The sharemarket crash didn’t help either. A sharemarket crash is a kind of bizarre strike of the capitalists - they’ve simply decided not to invest. On the business pages of the newspapers the most noticeable effect is that share prices go down, but that is not really so important. The real problem is that when the capitalists decide to cut back their investments there isn’t so much construction and production, and therefore not so many jobs. It is, of course quite extraordinary that the really important decisions about employment levels and standards of living should be made in an institution like a sharemarket, but that’s the way the capitalist cookie crumbles.

Someone, somewhere probably believes that the economic policies of the Labour Government will eventually alleviate unemployment. After all, that’s what we are told so often. Actually not so very many people believe it, so perhaps it is unnecessary to stress the truth: there is no evidence whatever that Rogernomics will in the long term reduce unemployment in the slightest.

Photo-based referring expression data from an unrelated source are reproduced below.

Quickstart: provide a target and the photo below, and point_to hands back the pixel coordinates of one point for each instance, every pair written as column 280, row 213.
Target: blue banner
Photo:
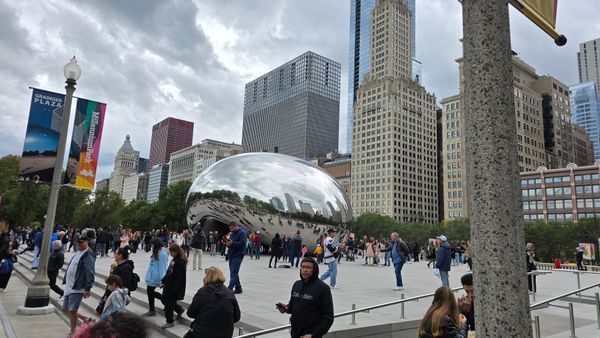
column 41, row 138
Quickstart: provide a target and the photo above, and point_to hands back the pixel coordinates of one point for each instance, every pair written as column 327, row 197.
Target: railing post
column 402, row 306
column 598, row 308
column 572, row 321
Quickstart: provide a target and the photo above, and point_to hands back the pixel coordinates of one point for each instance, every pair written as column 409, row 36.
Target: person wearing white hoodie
column 118, row 299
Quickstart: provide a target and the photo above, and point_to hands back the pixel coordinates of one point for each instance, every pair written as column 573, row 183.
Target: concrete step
column 88, row 306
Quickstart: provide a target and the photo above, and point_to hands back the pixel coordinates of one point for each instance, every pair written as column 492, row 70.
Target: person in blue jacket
column 443, row 260
column 236, row 242
column 159, row 262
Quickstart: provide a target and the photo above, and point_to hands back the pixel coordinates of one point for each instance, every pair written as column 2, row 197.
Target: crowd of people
column 214, row 307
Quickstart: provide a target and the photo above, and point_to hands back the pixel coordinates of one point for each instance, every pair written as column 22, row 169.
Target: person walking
column 443, row 319
column 174, row 285
column 198, row 244
column 55, row 263
column 159, row 261
column 532, row 260
column 310, row 304
column 236, row 244
column 7, row 260
column 214, row 308
column 330, row 258
column 276, row 247
column 79, row 279
column 579, row 259
column 443, row 260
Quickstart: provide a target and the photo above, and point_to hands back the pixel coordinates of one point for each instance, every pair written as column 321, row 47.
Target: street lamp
column 38, row 292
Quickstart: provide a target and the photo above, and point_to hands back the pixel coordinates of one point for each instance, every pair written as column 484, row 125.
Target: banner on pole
column 85, row 144
column 41, row 137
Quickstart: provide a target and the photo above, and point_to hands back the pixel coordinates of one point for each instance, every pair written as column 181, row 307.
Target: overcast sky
column 190, row 59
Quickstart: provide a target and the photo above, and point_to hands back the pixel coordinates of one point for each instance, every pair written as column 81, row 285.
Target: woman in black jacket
column 214, row 308
column 276, row 247
column 174, row 285
column 443, row 319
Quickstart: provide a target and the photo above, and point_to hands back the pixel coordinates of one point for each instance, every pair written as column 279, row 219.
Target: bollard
column 572, row 321
column 402, row 307
column 598, row 308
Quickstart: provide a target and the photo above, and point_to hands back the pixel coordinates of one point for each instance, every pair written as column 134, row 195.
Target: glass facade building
column 585, row 110
column 359, row 53
column 294, row 109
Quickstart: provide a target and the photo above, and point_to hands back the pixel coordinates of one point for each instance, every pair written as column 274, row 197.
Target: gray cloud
column 190, row 59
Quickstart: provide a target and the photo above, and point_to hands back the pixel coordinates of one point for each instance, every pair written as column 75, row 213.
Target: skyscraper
column 359, row 55
column 588, row 59
column 394, row 135
column 585, row 108
column 169, row 135
column 126, row 163
column 294, row 109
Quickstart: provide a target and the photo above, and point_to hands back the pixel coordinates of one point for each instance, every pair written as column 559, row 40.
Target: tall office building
column 586, row 111
column 157, row 181
column 126, row 163
column 294, row 109
column 394, row 143
column 186, row 164
column 588, row 59
column 169, row 135
column 359, row 53
column 547, row 135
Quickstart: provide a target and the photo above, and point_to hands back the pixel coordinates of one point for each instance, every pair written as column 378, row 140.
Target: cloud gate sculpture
column 270, row 193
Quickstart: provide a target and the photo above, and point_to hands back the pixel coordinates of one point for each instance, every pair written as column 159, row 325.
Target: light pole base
column 35, row 311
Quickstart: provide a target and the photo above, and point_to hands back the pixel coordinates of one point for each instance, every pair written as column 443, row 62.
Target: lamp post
column 38, row 293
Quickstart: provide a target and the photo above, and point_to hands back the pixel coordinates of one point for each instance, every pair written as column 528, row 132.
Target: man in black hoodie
column 311, row 304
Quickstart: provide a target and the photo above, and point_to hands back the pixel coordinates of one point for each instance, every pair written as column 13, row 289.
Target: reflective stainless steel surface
column 270, row 193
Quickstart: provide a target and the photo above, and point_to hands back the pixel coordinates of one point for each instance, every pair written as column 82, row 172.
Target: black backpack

A careful comparison of the different trends in unemployment in sixteen major capitalist countries concludes that the "cut down the public sector, strengthen the market economy" method of managing an economy "has been the shortest and fastest route to mass unemployment". It also concludes that once achieved mass unemployment is extraordinarily hard to get rid of. (Goran Therborn, Why some peoples are more unemployed than others, Verso, London, 1986.)

So a massive level of unemployment has become entrenched in New Zealand, and could only be brought under control with the strongest kinds of political, social and economic measures. The Second World War was necessary the last time around.

What will happen if we leave things to the powers that be? Well, for a start, the unemployment figure will stay high. It will go up for a while; then it might come down a bit sometime - a little bit. Benefits will be reduced and the police force increased. There will be unwinnable riots and repression, and the employed will feel more and more self- satisfied and contemptuous. Possibilities for progress will be cut off.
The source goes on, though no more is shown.